5 Reasons Your Website Needs White Space | Blog | Energy Circle | Maine

5 Reasons Your Website Needs White Space

We’ve spent a great deal of time on this blog discussing the importance of having high-quality, SEO-optimized content on your website. Rich, valuable content has the power not only to attract users to your site but also to resonate emotionally with potential customers — generating leads for your HVAC, home performance or solar business.

This may have you thinking that when it comes to content, more is always better. However, if your website is jam-packed with hard-to-read content, people are going to leave your website before you can say “energy audit.” 

Who is going to read all of this?

Enter: White Space

“White space” refers to any unused area on your website — whether it’s white or not. It may be that space between paragraphs of text, between your text and images, between your service area map and the contact form, etc. If it’s an area that doesn’t distract the user from other elements on the page, chances are it’s white space.

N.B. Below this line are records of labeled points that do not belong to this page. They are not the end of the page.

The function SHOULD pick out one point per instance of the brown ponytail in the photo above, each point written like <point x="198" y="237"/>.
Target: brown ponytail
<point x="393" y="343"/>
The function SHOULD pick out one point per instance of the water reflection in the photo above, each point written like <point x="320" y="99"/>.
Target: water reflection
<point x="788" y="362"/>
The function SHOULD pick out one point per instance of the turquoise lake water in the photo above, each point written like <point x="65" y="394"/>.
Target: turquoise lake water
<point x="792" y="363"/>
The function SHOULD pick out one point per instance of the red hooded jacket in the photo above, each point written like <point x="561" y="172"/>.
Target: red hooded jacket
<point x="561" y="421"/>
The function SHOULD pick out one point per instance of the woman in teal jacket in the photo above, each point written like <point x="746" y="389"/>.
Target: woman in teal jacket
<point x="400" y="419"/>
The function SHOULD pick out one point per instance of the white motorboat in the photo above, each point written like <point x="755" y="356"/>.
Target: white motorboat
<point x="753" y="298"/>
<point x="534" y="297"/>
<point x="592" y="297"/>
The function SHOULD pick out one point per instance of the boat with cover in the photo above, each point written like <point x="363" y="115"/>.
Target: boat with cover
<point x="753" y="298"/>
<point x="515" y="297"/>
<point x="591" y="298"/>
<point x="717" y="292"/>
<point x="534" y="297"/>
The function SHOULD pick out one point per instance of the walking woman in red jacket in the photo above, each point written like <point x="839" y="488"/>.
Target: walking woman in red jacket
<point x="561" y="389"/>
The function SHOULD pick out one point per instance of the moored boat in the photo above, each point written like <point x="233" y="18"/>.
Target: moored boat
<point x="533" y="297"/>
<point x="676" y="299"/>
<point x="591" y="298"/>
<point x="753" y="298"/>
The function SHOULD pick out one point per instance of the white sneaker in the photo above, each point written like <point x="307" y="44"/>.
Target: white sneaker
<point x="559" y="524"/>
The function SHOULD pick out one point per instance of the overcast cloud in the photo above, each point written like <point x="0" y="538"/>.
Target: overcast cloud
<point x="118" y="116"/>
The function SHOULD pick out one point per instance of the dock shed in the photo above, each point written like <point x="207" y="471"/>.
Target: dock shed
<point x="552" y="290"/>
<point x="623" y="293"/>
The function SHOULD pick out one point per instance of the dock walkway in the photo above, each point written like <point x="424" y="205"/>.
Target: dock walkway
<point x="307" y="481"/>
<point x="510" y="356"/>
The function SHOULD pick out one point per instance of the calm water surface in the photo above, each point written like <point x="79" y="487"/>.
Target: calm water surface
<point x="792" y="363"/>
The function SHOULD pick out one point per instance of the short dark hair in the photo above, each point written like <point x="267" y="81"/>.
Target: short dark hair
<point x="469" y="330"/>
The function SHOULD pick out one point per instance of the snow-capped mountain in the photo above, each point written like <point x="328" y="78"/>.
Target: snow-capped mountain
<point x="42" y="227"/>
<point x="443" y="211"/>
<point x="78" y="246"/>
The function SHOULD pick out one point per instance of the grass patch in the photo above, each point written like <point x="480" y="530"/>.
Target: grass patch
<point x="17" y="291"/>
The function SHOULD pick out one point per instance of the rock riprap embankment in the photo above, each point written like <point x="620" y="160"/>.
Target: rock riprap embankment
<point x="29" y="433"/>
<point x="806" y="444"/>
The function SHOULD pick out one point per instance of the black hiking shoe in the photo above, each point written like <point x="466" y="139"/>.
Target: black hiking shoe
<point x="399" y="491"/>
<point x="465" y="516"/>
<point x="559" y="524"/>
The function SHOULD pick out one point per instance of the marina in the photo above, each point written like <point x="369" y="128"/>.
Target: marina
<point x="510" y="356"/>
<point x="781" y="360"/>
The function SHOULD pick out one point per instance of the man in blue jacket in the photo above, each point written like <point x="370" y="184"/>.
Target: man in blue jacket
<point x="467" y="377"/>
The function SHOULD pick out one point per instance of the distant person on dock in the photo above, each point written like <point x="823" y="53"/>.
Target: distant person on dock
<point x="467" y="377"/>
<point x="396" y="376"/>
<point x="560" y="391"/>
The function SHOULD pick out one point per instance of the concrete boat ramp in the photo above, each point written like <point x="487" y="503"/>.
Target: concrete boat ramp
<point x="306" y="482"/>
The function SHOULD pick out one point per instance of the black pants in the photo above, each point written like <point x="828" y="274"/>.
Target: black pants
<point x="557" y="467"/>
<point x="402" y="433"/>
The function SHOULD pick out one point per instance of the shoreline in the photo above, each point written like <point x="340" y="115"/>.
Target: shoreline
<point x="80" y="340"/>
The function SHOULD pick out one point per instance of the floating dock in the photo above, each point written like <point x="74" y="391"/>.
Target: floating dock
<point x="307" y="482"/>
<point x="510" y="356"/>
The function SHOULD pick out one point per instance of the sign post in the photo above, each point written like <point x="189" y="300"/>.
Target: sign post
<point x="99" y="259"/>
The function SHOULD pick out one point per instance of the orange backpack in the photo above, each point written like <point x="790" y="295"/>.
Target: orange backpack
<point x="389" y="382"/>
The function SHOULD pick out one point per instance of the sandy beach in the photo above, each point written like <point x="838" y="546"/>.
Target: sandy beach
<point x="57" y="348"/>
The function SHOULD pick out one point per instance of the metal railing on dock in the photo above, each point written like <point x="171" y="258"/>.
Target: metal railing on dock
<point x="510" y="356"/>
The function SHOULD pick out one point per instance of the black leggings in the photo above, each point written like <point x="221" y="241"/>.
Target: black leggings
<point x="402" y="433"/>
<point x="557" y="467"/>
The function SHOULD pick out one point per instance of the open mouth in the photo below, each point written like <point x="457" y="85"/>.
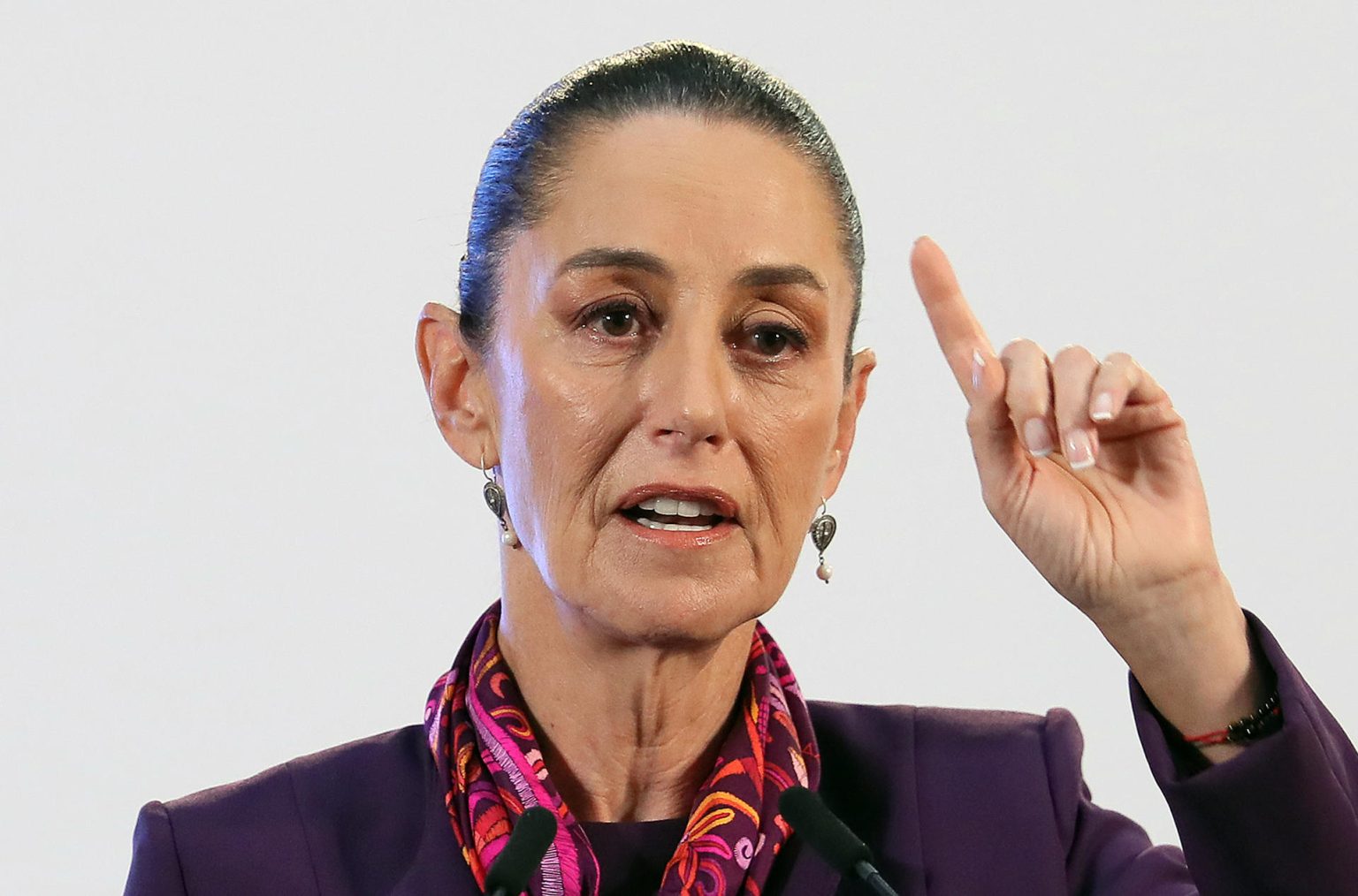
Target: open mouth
<point x="674" y="515"/>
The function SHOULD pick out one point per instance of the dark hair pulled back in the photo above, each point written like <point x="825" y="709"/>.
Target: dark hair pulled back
<point x="530" y="156"/>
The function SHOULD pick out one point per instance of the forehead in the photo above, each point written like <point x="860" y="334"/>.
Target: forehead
<point x="694" y="192"/>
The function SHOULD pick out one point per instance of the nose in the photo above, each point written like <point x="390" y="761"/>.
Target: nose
<point x="684" y="389"/>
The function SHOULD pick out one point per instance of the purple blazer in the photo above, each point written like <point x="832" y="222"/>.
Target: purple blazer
<point x="950" y="801"/>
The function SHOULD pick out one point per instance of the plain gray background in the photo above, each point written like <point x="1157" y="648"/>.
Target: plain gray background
<point x="231" y="533"/>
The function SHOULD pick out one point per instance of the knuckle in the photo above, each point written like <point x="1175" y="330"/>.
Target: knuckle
<point x="1074" y="354"/>
<point x="1119" y="357"/>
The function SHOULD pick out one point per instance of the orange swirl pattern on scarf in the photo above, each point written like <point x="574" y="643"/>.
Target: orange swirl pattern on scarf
<point x="489" y="761"/>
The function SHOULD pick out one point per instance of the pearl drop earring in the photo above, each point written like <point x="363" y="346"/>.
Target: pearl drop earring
<point x="822" y="533"/>
<point x="494" y="497"/>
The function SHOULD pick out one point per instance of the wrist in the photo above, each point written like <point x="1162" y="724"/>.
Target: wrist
<point x="1201" y="668"/>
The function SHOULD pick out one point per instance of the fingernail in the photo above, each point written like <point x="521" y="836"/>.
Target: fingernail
<point x="1103" y="406"/>
<point x="1080" y="452"/>
<point x="1038" y="436"/>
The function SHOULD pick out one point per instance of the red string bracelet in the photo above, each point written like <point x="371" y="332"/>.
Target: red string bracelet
<point x="1263" y="721"/>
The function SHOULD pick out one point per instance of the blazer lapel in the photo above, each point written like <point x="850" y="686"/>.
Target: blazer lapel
<point x="868" y="779"/>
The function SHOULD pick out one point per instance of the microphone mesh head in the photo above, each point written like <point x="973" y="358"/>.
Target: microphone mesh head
<point x="529" y="842"/>
<point x="830" y="837"/>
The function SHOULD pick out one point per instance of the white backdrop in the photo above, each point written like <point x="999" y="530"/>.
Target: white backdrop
<point x="231" y="533"/>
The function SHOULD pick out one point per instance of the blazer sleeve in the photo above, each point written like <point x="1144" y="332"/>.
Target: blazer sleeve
<point x="1277" y="819"/>
<point x="155" y="858"/>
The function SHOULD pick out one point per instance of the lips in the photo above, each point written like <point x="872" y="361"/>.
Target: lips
<point x="679" y="504"/>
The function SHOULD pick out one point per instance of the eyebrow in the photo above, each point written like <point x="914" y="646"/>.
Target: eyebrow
<point x="652" y="263"/>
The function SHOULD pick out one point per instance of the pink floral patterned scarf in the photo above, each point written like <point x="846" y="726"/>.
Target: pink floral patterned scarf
<point x="492" y="767"/>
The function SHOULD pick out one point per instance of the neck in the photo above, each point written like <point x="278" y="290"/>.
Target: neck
<point x="628" y="731"/>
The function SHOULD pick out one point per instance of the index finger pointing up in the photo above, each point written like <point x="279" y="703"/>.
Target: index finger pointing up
<point x="957" y="329"/>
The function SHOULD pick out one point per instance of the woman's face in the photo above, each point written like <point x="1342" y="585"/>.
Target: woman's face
<point x="674" y="329"/>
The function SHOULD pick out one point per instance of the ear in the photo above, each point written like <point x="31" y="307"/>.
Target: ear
<point x="455" y="380"/>
<point x="864" y="362"/>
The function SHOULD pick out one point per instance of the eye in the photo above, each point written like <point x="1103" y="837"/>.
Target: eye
<point x="770" y="339"/>
<point x="614" y="319"/>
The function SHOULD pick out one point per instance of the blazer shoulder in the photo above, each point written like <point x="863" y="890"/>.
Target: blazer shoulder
<point x="378" y="755"/>
<point x="268" y="832"/>
<point x="927" y="728"/>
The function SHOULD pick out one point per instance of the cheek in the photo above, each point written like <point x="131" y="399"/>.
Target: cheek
<point x="559" y="433"/>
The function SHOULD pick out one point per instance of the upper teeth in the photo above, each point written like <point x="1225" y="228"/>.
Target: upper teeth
<point x="673" y="506"/>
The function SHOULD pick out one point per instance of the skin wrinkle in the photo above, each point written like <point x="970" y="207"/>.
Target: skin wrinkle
<point x="629" y="655"/>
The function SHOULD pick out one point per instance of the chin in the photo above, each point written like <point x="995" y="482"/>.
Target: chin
<point x="686" y="614"/>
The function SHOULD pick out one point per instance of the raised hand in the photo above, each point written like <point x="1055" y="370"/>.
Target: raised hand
<point x="1087" y="467"/>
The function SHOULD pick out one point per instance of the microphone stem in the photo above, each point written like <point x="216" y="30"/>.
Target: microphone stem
<point x="868" y="873"/>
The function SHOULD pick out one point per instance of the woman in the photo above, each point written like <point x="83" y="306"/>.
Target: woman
<point x="653" y="367"/>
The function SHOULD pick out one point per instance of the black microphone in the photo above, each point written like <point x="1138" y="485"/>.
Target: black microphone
<point x="529" y="842"/>
<point x="831" y="838"/>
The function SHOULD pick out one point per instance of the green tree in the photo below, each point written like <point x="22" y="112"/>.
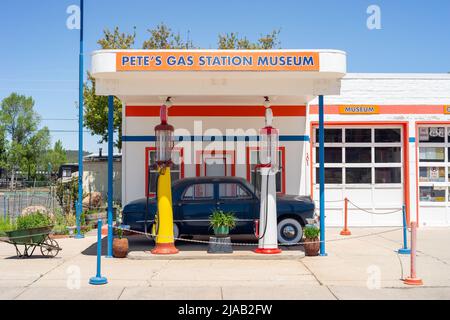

All of this empty space may seem useless, but it does much more for your website than you may think. White space gives your website “breathing room,” making it easily digestible and simple to navigate.

Here are five unexpected benefits that white space can offer your company’s website.

1. Drives Attention to Important Elements

White space tells visitors what the most important elements on your website are — whether that’s a contact form, phone number, or video about one of your services. If you want site visitors to call you or fill out that contact form, you need to incorporate ample white space in your web design.

Take Google’s homepage, for example: 

No one asks when getting to Google’s homepage where they should type in their search query.

2. Makes Content Easy to Digest

Strong, emotionally-driven content is highly effective in drawing in potential customers and generating leads for business; but if that content is difficult to read, you aren’t going to see those benefits.

To get the most from the content you’re producing, make sure your website has ample white space. Carefully planned space between paragraphs and around blocks of text helps people more easily digest the content they are reading, making for a better overall user experience.

Ah, the “meat” of Brower Mechanical’s homepage. Thanks to short paragraphs and breathing room between those paragraphs, this content is easy to read.

3. Gives Your Website Structure

You may think of white space as simply that space that is left over after placing web design elements where you want them on a page. However, white space can actually play a central role in giving your site structure. As a natural separator, it can set unrelated elements apart and lead the user’s eyes down the page.

Rather than filling your site with lines, arrows, and other graphical elements in an attempt to create hierarchy, let white space create structure and flow on your site. 

On this page about insulation, white space makes it easy to differentiate text from other interactive page elements.

4. Optimizes Your Website for Multiple Screen Sizes

You’ve probably heard by now that your website needs to be adaptable to multiple devices, including phones, tablets, desktops, and TV monitors. What you may not know is that white space plays a key role in optimizing site readability for varying screen sizes.

When viewing this website on a desktop, for example, white space to the left and right of the text keeps the text easy to read:

 

 When viewing the same website on mobile, you’ll notice less white space on either side of the text. The text is still easy to read thanks to paragraph spacing:

 

5. Boosts Your Overall First Impression

According to one study conducted at Carleton University in Ottawa, a website has just 50 milliseconds to make a good first impression on users. That’s 0.05 seconds.

This homepage is a little crowded.

If you want to present a clean image to potential customers who visit your site, your website must incorporate white space as a central design element. White space naturally separates elements within a design and creates the breathing room your site needs for a clean look.

How Much White Space Should My Website Have?

An effective website strikes a delicate balance between having rich content and having plenty of white space to give that content breathing room. Too little white space, and your website is going to be hard to navigate; too much white space, and your website won’t offer much value.

If your site seems off-balance with either too much or too little white space, now is the time to reassess your site’s design.